Don says he's changing his name to Don, but when herb reminds him his name is already Don, Don wonders what he's going to do for the rest of the day. Beakman reveals the smallest battery is so small that a hundred of them would fit inside a red blood cell.
Phoebe opens the show with a question from Justin and Max Wheeling from Philadelphia, Pennsylvania asking about the difference between magnets and electromagnets. Beakman reveals that people have known about magnets since the days of Ancient Greece; they were named after Magnus, the man who discovered them. Lester thinks the Ancient Greeks used magnets to stick things to their refrigerators, and Beakman gives him a cooking pot to hit himself in the head for the wrong answer. He reveals electromagnets came out in 1820; they were discovered by Hans Christian Offstead who noticed that electricity moving through wire affected the needle on a compass. Phoebe shows how to make an electromagnet with a nail, copper wire and battery to move paper clips. Lester meanwhile gets a free magnet from a box of Rat Krispie Cereal, for which he does a brief commercial. Phoebe doesn't get the difference so Beakman reveals the difference by a duel of magnets. They match each other task by task, but Phoebe can't turn off the real magnet, and therein is the major difference.
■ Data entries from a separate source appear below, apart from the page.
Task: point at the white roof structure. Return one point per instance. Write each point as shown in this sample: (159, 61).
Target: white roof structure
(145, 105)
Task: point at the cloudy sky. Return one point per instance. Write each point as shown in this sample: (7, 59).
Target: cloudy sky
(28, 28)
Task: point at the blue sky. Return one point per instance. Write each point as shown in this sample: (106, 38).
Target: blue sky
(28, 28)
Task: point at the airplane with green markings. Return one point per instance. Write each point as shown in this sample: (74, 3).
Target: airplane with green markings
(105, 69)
Beakman reveals that since electromagnets can be turned on and off that they are used in all sorts of modern inventions, such as megaphones, speakers, doorbells, electric motors and cranes that move vast amounts of steel.
In Beakmania, Henry McCarthy of Sarasota, Florida asks where did the first ink come from, and Beakman reveals it came from the ink of real octopuses. He also reveals a flea can jump six times its body length. He doesn't get any more questions out though before Cooking With Art starts, and Art Burn shows how to make jello from gelatin. He reveals that gelatin is made from the protein collagen from bones and heating it up and allowing it to cool traps it in a state between liquid and solid, thus creating the jello.
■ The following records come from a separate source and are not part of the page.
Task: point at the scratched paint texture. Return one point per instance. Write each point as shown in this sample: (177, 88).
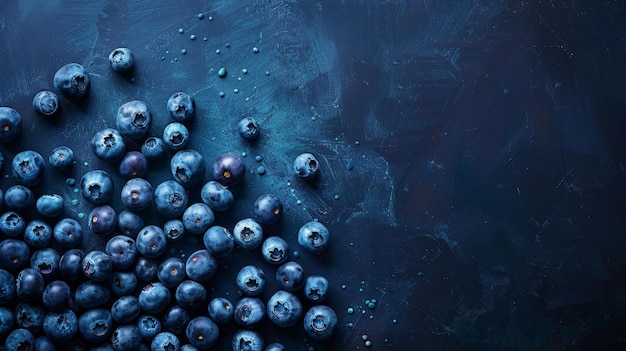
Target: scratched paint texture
(477, 148)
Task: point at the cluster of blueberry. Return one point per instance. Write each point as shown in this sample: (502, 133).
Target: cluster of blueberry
(128, 295)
Josie practices her saxophone when a letter from Beatrice Magarelli from Montevideo Uruguay arrives asking how the senses work. Lester arrives to volunteer for a demonstration using a cherry pie. Beakman reveals that the senses are the senses of touch, taste, hearing, seeing and smell. When Josie asks how they work, Beakman says she has a lot of nerves, but she misunderstands and takes offense, she never knew working with Beakman meant working with a guy in a rat suit. Beakman restarts and says that nerves convert what we perceive from our senses to signals for the brain. Beakman also busts the myth that people only have five senses. There are also senses for balance, thirst, hunger and tiredness. Lester tries to add fashion sense, but Beakman corrects him. As Beakman wraps up, Lester asks for their usual singing rhyme. Phoebe is quick to provide one with Beakman accompanying her on piano and Lester on trumpet. Phoebe then produces a question from Kelsey Appleton of Albuquerque, New Mexico asking who invented ketchup. Lester says it was a genius.
Beakman reveals that ketchup came from the same people who gave us great fireworks and great walls; it was the Chinese. He also adds that since China is so vast with different peoples and cultures that no one said it the same way, which is why some people say "ketchup" while others say "catsup." No matter how it's said, Lester likes it so much he drinks it straight from the bottle.
Don meanwhile wants to go on a game show based on stuff he learned on Beakman's World, but when Herb tests him, Don fails quickly. He confuses "herring" with "hearing."